Pero nada de eso se produjo. El portal se desvaneció como una pesadilla y no volvió.

Evidentemente, la ruina no era tan amenazadora. Dos veces por día, los acordeones grises ubicados bajo las ventanas se llenaban de un suave calor que difundían a través de todo el departamento.

Era claro que Bola había ganado el premio mayor de una lotería canina. Dos veces por día, al menos, sus ojos se llenaban de lágrimas de gratitud para el Sabio de la Prechistienka. Y todos los espejos del vestíbulo y de la sala de espera reflejaban su imagen, satisfecho y resplandeciente.

"¡Qué hermoso soy!

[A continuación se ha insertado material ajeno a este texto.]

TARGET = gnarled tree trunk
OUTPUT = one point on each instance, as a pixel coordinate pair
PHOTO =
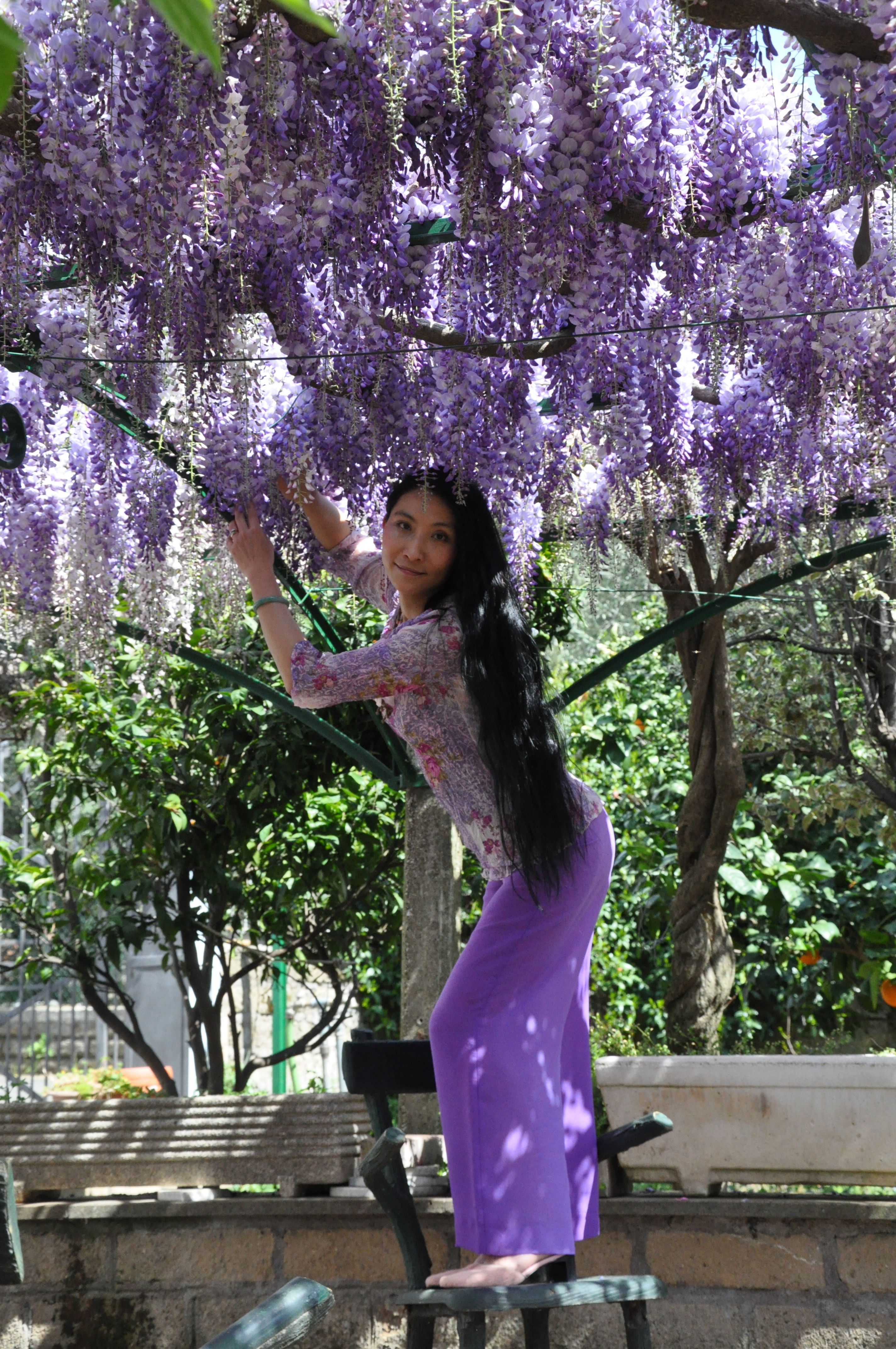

Tal vez sea un príncipe perro desconocido, incógnito", se decía al contemplar en la profundidad de los espejos su figura de pelambre color café y de aspecto complacido. "Es muy posible que mi abuela haya pecado con un terranova. Es cierto, tengo una mancha blanca sobre el hocico. Me pregunto de dónde proviene. Filip Filipovich es un hombre de buen gusto, no habría recogido al primer bastardo que encontrara.

En el término de una semana, el perro engulló tanto alimento como hambre había sufrido durante los últimos cuarenta y cinco días que había pasado en la calle. Y ello, sólo en lo concerniente a cantidad. Respecto a la calidad de lo que se comía en casa de Filip Filipovich, no valía la pena mentarlo siquiera. Aún sin tener en cuenta que Daría Petrovna compraba todos los días 18 kopecks de sobras de carnicería en el mercado de la Smolenskaia, basta con mencionar las comidas de la noche en el comedor, a las cuales él asistía, a pesar de las protestas de la elegante Zina. Durante esas comidas, la divinidad de Filip Filipovich quedó definitivamente consagrada; pues él se erguía sobre sus patas traseras y le mordisqueaba la chaqueta; había aprendido a reconocer la manera como Filip Filipovich tocaba la campanilla de la puerta... dos timbrazos breves y sonoros, timbrazos de patrón, y corría ladrando a recibirlo en el vestíbulo. El amo aparecía arrebujado en su abrigo de piel de zorro plateado, en el que brillaban millares de lentejuelas de nieve, oliendo a mandarina, a cigarro, a perfume, a limón, a agua de Colonia, a paño, y su voz resonaba por toda la casa como una trompeta de mando.